The moment Twitter truly exploded?
That subtitle probably isn’t fair. The number of mistakes Musk has made at X (lolz) is already legendary and provides great competition for the billionaire’s idiotic moves.
The Branding Disaster
Incomprehensible statements abound
Rather than getting an AI to justify the branding, Musk put the crack branding team headed up by chief executive Linda Yaccarino:
“X is the future state of unlimited interactivity — centered in audio, video, messaging, payments/banking — creating a global marketplace for ideas, goods, services, and opportunities. Powered by AI, X will connect us all in ways we’re just beginning to imagine.”
Looking at that statement, I think ChatGPT had more than one cyber-foot in the door to be able to create X.
At least the logo is a rebranding exercise which is carefully considered. Right?
One Tweet (are they still called that) is enough to dispel this myth.
What am I even looking at?
The answer is a spectacular mess.
The X Obsession
It’s all driven by Musk being weirdly fascinated with the letter X. His first big success? X.com. Tesla’s best model is the X. SpaceX.
Don’t even mention his son.
There are other explanations for the use of X. Perhaps he’s charging Twitter for the use of the X.com domain name, who knows?
A super App needs to be super
The underlying issue behind this madness is why buy Twitter in order to make a super-app?

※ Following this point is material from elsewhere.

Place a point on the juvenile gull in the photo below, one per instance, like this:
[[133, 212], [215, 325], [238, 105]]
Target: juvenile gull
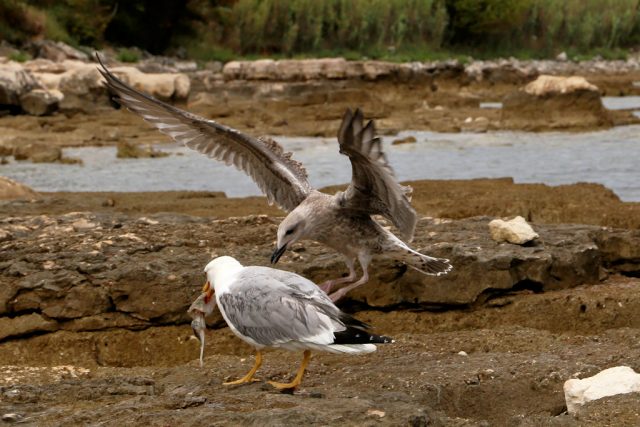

Since Musk’s takeover user traffic has been declining as well as engagement, subscriptions are failing to take off significantly.
Banking
If you wish to be taken seriously in financial services, gaining customer and market trust is important.
Grab Twitter (X?) is not.
The X-factor
If customers love your product, they might enjoy all of the shenanigans in which the owner participates.
If the owner is simply meme-worthy that might not be enough.
Does anyone love Twitter anymore?
Conclusion
Musk does the same old rubbish, and people will call him a genius for doing so. It doesn’t look great from this gaming chair, however.
I’m not using a gaming chair. I’m a pro.